Return to Trinidad

BY AMANDA CUMMINS

On my parents’ return to Trinidad it was to a bigger job, a bigger house and a bigger diary.

They had attended, and given, many parties during our first stint in the West Indies. Parties mainly for friends, with very little business entertaining. And very good parties they were, too. However, this was different. This new life meant entertaining Big Time.

Diplomats, politicians, bankers, etc. The biggest etc was the Governor General who became Trinidad’s President. Every year it was expected that there would be a drinks party at which he would be present, but this was dependent upon liaising with his secretary and other secretaries to find a date upon which the President could attend and one which did not conflict with anything else. July was always complicated, what with 4th July at the American Embassy and Quatorze Juillet at the French Embassy.

My parents had known the President of what was to be a Republic for many years. He was the last Governor General and the first President. His family and mine were old friends. I knew him as Uncle Ellis. As Governor General, of course one treated him with deference but it was all rather relaxed. When he became President, I was told that I must remember to call him Your Excellency and Sir and NOT rush up to him and kiss him hello.

I was at school in England for my parents’ first Big Party in Port-of-Spain, prior to Trinidad becoming a Republic. Apparently, it was judged to be a great success. H.E. the G.G. and his wife thought it all lovely.

Fast forward to the period after Trinidad & Tobago became a Republic and the Big Party at home. With the President in attendance.

My mother said afterwards that there are some days on which you simply do not get up. Or retire to bed as soon as you’ve got up.

The day before the party what seemed to be most of Trinidad’s police force appeared to “walk the garden”. Sniffer dogs in the poinsettia hedge along the drive, policemen poking about around the house. Our dogs were a bit miffed about the invasion but there were no incidents to report between Labrador and Alsatians. Our other dog, the flea-infested but rather sweet guard dog we inherited, fled upstairs. Which was forbidden.

On the morning of the party, Mum felt confident all would go well. The caterers were poised, small “booths” created in the garden from which drinks and eats were to be dispensed. A small section of a steel band was organised to lurk beneath the avocado trees. Nothing could possibly go wrong: all she had to do was collect the flowers she was going to do for the house, have her hair done and then relax.

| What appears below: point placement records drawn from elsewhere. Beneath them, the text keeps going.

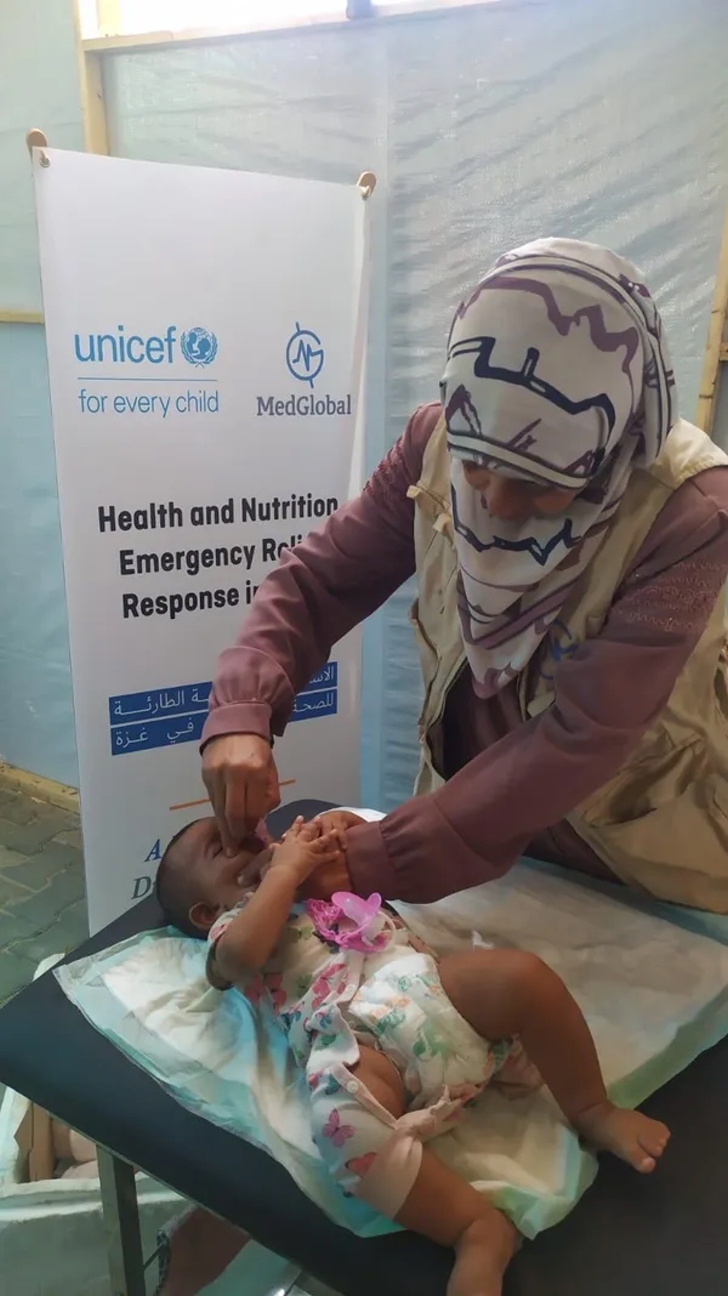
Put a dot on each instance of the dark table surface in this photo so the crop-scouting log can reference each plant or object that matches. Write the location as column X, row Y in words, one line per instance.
column 662, row 1235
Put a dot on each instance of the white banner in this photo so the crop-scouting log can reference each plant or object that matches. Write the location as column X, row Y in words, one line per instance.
column 202, row 337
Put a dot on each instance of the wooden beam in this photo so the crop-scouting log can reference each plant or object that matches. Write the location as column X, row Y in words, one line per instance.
column 126, row 44
column 716, row 345
column 21, row 318
column 91, row 86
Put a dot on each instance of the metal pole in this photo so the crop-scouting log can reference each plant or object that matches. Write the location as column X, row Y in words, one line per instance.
column 121, row 1226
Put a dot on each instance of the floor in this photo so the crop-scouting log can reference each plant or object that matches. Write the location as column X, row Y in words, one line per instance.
column 42, row 888
column 43, row 913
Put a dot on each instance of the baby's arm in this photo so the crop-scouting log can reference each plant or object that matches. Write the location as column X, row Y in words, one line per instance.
column 333, row 876
column 251, row 937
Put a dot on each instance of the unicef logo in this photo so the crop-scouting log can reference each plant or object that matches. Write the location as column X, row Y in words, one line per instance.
column 198, row 346
column 305, row 355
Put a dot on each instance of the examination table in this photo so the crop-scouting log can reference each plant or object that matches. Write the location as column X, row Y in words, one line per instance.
column 662, row 1235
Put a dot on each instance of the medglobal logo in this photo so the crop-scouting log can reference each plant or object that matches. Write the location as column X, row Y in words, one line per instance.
column 196, row 345
column 305, row 359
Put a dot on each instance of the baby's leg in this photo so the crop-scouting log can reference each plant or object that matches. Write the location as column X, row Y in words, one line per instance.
column 441, row 1205
column 507, row 993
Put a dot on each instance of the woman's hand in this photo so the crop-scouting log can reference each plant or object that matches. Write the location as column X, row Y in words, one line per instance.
column 242, row 784
column 305, row 848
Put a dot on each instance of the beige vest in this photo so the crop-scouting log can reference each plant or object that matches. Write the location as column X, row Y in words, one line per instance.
column 661, row 823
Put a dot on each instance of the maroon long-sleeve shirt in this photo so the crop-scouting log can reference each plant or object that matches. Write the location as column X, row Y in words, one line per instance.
column 512, row 782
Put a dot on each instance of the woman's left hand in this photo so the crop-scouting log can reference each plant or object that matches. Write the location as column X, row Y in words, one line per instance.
column 328, row 878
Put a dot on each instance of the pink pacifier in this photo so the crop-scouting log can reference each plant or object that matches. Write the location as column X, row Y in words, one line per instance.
column 350, row 922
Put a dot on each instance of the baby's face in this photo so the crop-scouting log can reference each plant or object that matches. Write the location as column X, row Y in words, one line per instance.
column 220, row 880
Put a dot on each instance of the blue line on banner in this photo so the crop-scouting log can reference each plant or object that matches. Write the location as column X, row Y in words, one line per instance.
column 312, row 706
column 327, row 678
column 169, row 731
column 165, row 703
column 165, row 717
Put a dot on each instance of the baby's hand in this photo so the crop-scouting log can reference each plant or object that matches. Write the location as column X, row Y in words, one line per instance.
column 305, row 848
column 340, row 821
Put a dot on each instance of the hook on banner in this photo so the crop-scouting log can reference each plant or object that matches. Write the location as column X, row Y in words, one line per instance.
column 35, row 139
column 367, row 184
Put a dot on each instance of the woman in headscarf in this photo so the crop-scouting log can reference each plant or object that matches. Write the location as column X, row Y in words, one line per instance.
column 570, row 541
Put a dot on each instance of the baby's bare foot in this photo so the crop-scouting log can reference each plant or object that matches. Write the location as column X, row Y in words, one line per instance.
column 630, row 1135
column 481, row 1260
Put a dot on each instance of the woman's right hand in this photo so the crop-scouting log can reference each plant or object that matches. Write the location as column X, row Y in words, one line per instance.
column 242, row 784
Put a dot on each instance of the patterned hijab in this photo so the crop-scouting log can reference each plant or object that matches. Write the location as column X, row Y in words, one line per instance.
column 556, row 373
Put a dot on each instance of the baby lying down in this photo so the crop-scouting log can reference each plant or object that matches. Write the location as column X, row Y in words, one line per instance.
column 393, row 1041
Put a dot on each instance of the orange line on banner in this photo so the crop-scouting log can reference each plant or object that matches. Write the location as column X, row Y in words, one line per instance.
column 188, row 805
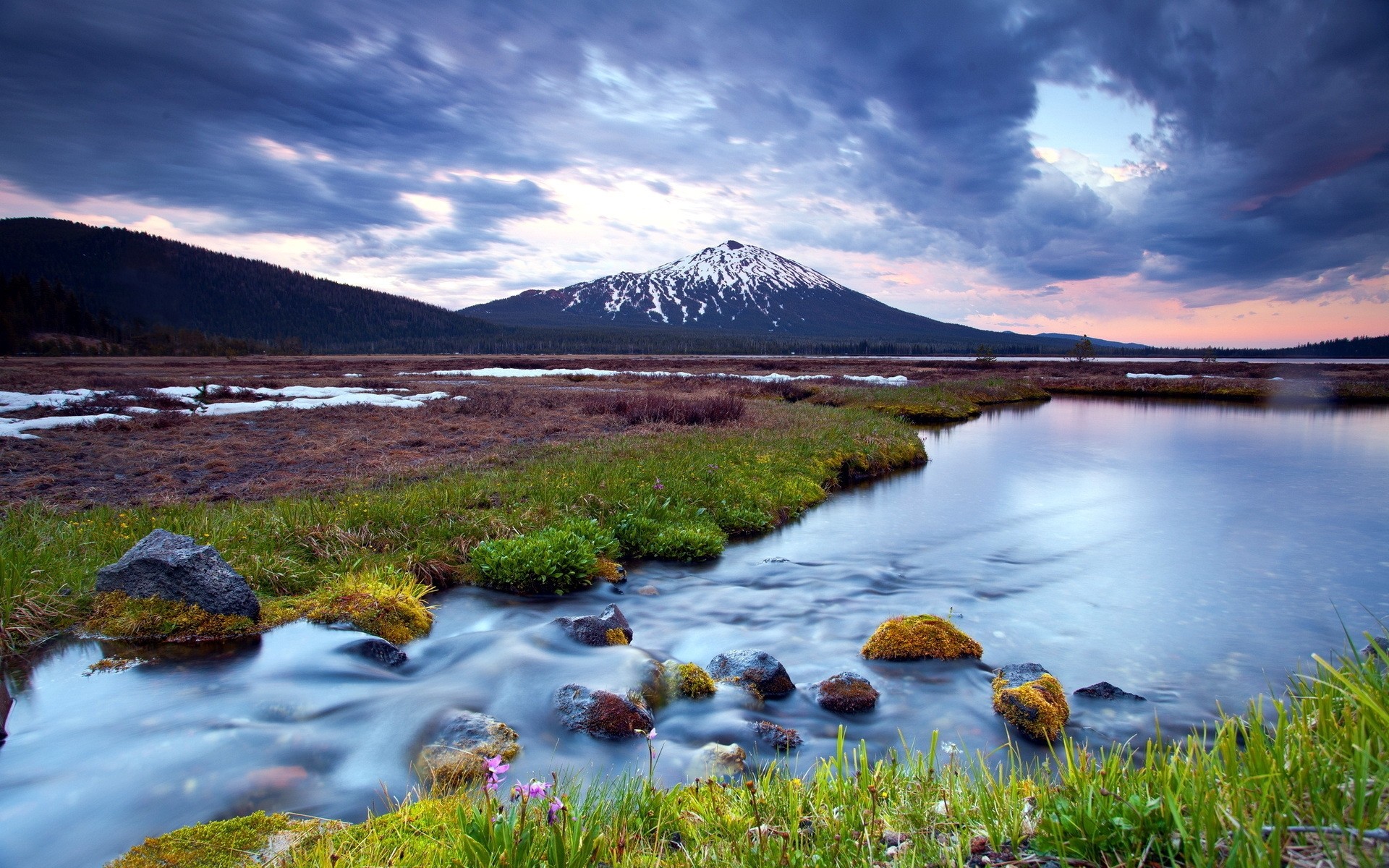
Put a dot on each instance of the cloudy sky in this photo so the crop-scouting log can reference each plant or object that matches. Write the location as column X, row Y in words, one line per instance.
column 1168, row 173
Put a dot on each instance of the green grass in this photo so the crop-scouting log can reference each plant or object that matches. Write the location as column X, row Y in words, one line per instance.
column 945, row 401
column 1319, row 757
column 664, row 495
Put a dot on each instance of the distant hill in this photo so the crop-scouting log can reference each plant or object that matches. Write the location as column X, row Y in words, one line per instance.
column 139, row 278
column 744, row 289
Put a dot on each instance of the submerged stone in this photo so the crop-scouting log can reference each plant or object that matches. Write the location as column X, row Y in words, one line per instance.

Confidence is a many splendoured thing. Occasionally misfounded.

There was due to be a dinner for 20 after the party. Cooked by Sylvia who always, but always, had a blip about parties: she had taken to her bed in the night with a flu. Cue the doctor. Mum then went to collect the flowers which had been ordered: they weren’t there but there might be a chance of flowers from Guyana if the flight was on time. It was beginning to get a bit stressy. Next: hair appointment. A notice on the door saying “due to a family bereavement, we will not be open for the next four days”.

During all these ridiculously insubstantial hiccups, my father was in the office and unaware that there was a meltdown in the offing which was fast escalating into a potential Vesuvius moment.

Somehow, flowers were located and a different hairdresser found a slot for the coiffing. Sylvia was comfortably ensconced in her bed, antibiotics and our cat for company. Someone was found to oversee supper after the party, the caterers were in control for the party. An even keel was regained.

My mother’s only remaining worry was the dogs. Master plan: they were to be shut, with their beds and biscuits, in the laundry room at the back of the house.

The arrival of the President was preceded by a police escort: a big car with a pennant, others cars and motorbikes, all with lights flashing. My parents stood in the doorway, 300 people behind them in the garden. It then went terribly wrong. Just as my mother said “how lovely to see you”, there was what in West Indian parlance is called A Confusion. Someone had inadvertently opened the door to the laundry room: two dogs came whizzing past the President, down the drive and into the street beyond.

“My dear, you look marvellous” said the President “but I think we need to do something about the dogs”.

Mummy pulled up her skirt and dashed down the drive, into a sea of policemen.

The security detail attached to the President turned into dog catchers, with my mother in command. Further up the road there were two corporals standing guard outside the head of Trinidad’s Defence Force who was happily having drinks in our garden. They were seconded to dog catching duties.

The girls didn’t go very far, thank goodness, and were brought home quickly. All was well. The party was a great success. And most entertaining.